Малыш прошел через таможенный зал и, выйдя, поискал глазами своего шофера: нечего было и надеяться на то, чтобы Энджи сама приехала встречать его. Паркинсон, в серой униформе, подтянутый и аккуратный, с ничего не выражающим лицом, шагнул навстречу и взял у Малыша вещи.

— Добрый вечер, сэр. С возвращением.

— Спасибо, Паркинсон.

— Хорошо долетели, сэр?

— В общем, да. — Малыш на самом-то деле устал; и те новости, которые он узнал в Нью-Йорке, тоже заведомо не могли способствовать его хорошему настроению и самочувствию. — В жизни все всегда полосами: то приятное, то неприятное, так ведь, Паркинсон?

— Да, сэр. Машина прямо возле выхода, сэр.

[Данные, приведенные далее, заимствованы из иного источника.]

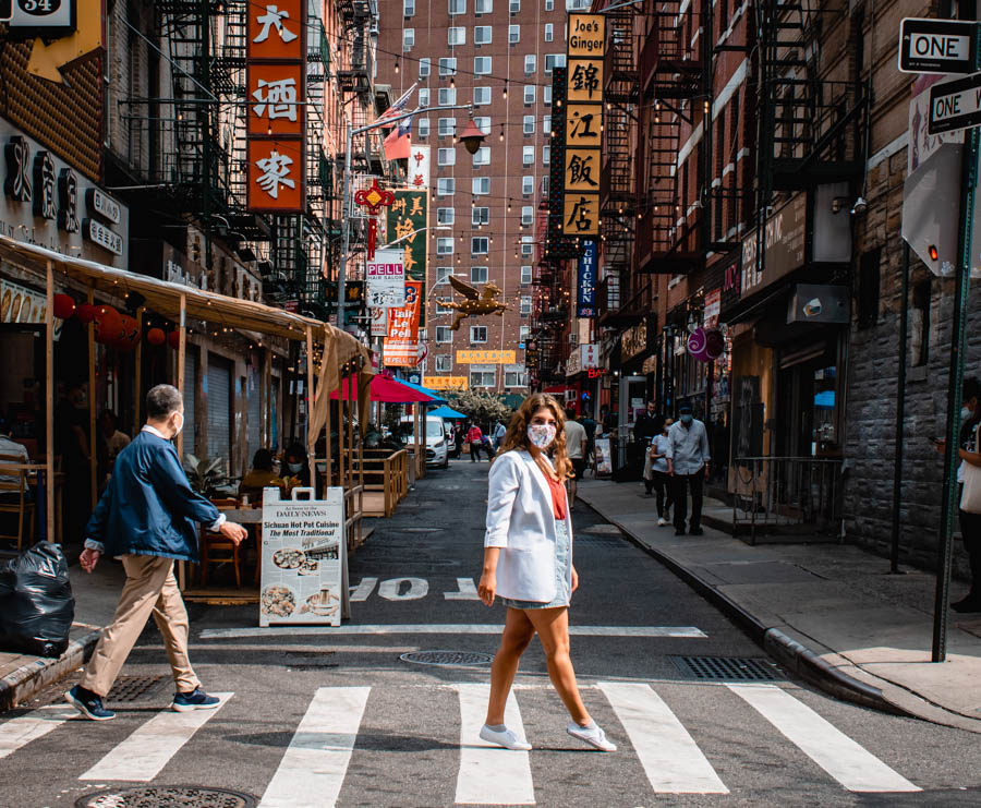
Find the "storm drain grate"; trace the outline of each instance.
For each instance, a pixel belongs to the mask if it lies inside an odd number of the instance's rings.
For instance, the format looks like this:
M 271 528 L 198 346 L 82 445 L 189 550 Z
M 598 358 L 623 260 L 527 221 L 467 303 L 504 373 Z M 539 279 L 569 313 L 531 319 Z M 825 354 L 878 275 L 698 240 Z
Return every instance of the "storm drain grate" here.
M 774 663 L 749 656 L 671 656 L 671 662 L 686 676 L 706 682 L 773 682 L 784 678 Z
M 412 651 L 403 653 L 399 659 L 415 665 L 445 665 L 448 667 L 489 665 L 494 662 L 491 654 L 475 651 Z
M 75 801 L 75 808 L 254 808 L 255 797 L 196 785 L 108 788 Z
M 106 701 L 136 701 L 156 690 L 164 676 L 119 676 Z

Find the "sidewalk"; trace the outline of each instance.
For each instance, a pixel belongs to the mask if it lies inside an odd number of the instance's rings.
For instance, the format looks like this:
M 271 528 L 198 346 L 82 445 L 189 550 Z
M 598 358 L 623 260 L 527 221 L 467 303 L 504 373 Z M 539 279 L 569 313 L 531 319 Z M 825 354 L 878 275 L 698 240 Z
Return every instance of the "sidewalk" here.
M 82 665 L 99 640 L 99 629 L 112 620 L 124 578 L 122 565 L 104 558 L 92 575 L 77 564 L 69 572 L 75 595 L 71 642 L 58 659 L 0 652 L 0 712 L 27 701 Z
M 981 615 L 949 612 L 948 661 L 931 663 L 932 574 L 887 575 L 887 559 L 847 544 L 752 547 L 710 527 L 675 536 L 641 483 L 586 480 L 579 499 L 822 689 L 981 733 Z

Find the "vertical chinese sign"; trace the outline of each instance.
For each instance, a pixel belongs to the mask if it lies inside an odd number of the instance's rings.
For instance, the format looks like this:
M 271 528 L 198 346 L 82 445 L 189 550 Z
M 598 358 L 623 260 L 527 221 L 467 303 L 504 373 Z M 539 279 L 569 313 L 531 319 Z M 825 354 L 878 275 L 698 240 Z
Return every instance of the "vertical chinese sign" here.
M 569 14 L 566 52 L 562 230 L 566 236 L 598 236 L 606 17 Z
M 306 3 L 249 3 L 249 209 L 306 208 Z

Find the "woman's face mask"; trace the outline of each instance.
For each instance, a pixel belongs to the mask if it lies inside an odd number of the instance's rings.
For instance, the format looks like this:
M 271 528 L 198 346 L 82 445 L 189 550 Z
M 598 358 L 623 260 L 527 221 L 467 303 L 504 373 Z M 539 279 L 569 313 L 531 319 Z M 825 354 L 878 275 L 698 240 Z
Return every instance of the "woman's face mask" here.
M 555 424 L 530 424 L 528 439 L 540 449 L 548 448 L 555 441 Z

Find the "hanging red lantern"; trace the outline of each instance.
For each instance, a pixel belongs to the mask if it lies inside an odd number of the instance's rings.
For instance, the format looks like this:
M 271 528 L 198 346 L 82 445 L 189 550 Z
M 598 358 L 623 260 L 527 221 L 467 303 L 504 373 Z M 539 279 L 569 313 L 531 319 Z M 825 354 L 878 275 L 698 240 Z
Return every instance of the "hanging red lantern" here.
M 71 294 L 55 296 L 55 316 L 59 319 L 68 319 L 75 313 L 75 300 Z
M 92 323 L 98 313 L 98 306 L 95 306 L 92 303 L 82 303 L 82 305 L 75 309 L 75 316 L 78 318 L 78 322 L 84 325 Z

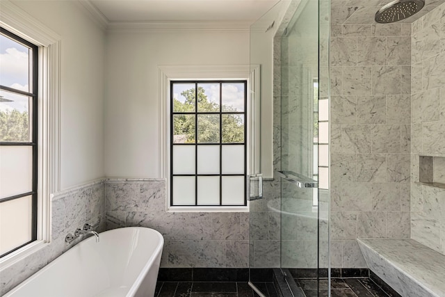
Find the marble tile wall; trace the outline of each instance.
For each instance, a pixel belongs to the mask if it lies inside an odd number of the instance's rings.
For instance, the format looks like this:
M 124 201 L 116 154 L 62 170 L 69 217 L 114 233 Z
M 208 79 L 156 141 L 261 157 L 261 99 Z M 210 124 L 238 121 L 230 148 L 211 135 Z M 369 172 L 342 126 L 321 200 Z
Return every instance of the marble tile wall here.
M 159 231 L 165 240 L 161 267 L 249 266 L 249 213 L 166 212 L 163 179 L 107 179 L 105 187 L 106 229 Z M 273 248 L 257 246 L 258 253 Z
M 411 234 L 411 24 L 332 15 L 331 264 L 364 268 L 357 238 Z
M 419 184 L 419 156 L 433 156 L 432 182 L 445 170 L 445 4 L 412 24 L 412 237 L 445 254 L 445 189 Z
M 85 239 L 81 236 L 71 244 L 67 244 L 65 242 L 65 236 L 68 233 L 74 233 L 76 228 L 81 228 L 86 223 L 95 225 L 99 221 L 97 230 L 105 230 L 104 181 L 95 181 L 55 193 L 51 214 L 51 242 L 0 271 L 0 296 Z

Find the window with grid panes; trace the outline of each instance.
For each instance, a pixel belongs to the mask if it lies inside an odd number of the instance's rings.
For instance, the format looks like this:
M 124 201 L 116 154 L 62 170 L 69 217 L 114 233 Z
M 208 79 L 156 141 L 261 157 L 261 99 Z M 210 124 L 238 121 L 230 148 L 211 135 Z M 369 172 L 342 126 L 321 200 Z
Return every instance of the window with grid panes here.
M 38 47 L 0 28 L 0 255 L 37 237 Z
M 247 204 L 246 89 L 246 81 L 171 81 L 171 206 Z

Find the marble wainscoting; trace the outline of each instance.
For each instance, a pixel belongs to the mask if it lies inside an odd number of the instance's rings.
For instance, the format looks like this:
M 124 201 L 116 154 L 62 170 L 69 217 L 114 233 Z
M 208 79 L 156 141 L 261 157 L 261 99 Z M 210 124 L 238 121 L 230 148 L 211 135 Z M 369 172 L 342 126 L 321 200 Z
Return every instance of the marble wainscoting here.
M 103 179 L 75 186 L 54 194 L 51 205 L 51 239 L 35 252 L 15 261 L 0 270 L 0 296 L 35 273 L 47 264 L 84 239 L 81 236 L 71 244 L 65 242 L 86 223 L 100 221 L 98 232 L 105 230 L 105 187 Z
M 107 230 L 141 226 L 164 236 L 164 268 L 249 266 L 249 214 L 167 212 L 164 179 L 107 179 Z
M 401 296 L 445 296 L 445 255 L 410 239 L 357 241 L 369 268 Z

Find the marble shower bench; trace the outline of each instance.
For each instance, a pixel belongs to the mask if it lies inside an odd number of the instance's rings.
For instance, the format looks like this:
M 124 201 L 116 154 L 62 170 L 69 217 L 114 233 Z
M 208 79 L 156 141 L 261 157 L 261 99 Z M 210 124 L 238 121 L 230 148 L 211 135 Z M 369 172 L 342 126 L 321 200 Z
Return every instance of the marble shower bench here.
M 357 239 L 368 267 L 403 296 L 445 296 L 445 255 L 410 239 Z

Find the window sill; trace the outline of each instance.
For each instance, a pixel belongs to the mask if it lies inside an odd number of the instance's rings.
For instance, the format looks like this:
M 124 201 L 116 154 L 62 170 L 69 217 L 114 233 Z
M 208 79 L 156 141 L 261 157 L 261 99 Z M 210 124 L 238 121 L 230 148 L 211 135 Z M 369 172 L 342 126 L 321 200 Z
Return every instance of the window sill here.
M 0 271 L 19 261 L 24 259 L 38 250 L 46 248 L 49 244 L 49 243 L 42 240 L 35 241 L 3 257 L 0 259 Z
M 170 207 L 167 212 L 249 212 L 249 207 Z

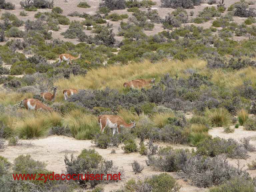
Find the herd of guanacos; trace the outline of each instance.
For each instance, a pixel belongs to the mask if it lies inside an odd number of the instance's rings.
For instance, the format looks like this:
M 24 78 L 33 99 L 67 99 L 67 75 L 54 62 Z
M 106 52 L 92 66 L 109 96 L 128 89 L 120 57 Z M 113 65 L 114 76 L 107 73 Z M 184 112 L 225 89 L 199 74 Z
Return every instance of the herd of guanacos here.
M 78 57 L 75 57 L 70 54 L 61 54 L 59 56 L 59 63 L 61 63 L 63 61 L 68 62 L 68 64 L 69 62 L 72 64 L 72 61 L 80 58 L 81 54 L 79 54 Z M 133 88 L 141 88 L 155 83 L 155 78 L 153 78 L 149 80 L 143 79 L 138 79 L 133 80 L 124 83 L 125 87 L 132 87 Z M 53 88 L 53 94 L 51 93 L 42 92 L 40 94 L 41 97 L 44 100 L 53 101 L 56 95 L 56 92 L 57 87 Z M 63 91 L 63 94 L 65 100 L 67 100 L 70 96 L 73 96 L 74 94 L 77 93 L 78 91 L 75 89 L 69 89 Z M 53 109 L 45 105 L 39 100 L 35 99 L 24 99 L 22 103 L 28 110 L 36 110 L 42 109 L 48 111 L 52 111 Z M 120 132 L 120 128 L 135 128 L 136 124 L 135 121 L 133 122 L 131 121 L 130 123 L 127 123 L 123 119 L 118 115 L 100 115 L 98 118 L 99 123 L 100 125 L 101 131 L 103 133 L 104 129 L 107 126 L 110 128 L 113 129 L 113 135 L 115 134 L 117 130 L 117 133 Z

«Интересно, — подумал Малыш, — среагировал бы Паркинсон как-то иначе, если бы я ему сказал, что последние пять суток не вылезал из публичного дома для гомосеков и столкнулся там не только с американским президентом, но и с английской королевой. Нет, — решил он, — пожалуй, и в этом случае ответом тоже было бы такое же бесстрастное „да, сэр“».

Вечер еще только начинался, и в наступавших весенних сумерках пейзаж по сторонам шоссе казался довольно привлекательным.

— Паркинсон, а миссис Прэгер дома?

— Нет, сэр. Она просила меня передать вам вот это, сэр.

Паркинсон протянул ему письмо; пока Малыш распечатывал конверт, у него возникло какое-то неприятное предчувствие. Почерк у Энджи был довольно некрасивый, похожий на детский, но, по крайней мере, его было легко читать.

Дорогой Малыш! С возвращением. Надеюсь, ты хорошо провел время в лоне своей семьи. Здесь у нас все прекрасно, малыши оба здоровы, а Сандpa от нас уходит. Я сегодня вечером занята, надо ехать с одним из клиентов в какую-то дыру в Эссексе. Надеюсь, ты это поймешь и отнесешься с сочувствием. Могу вернуться поздно.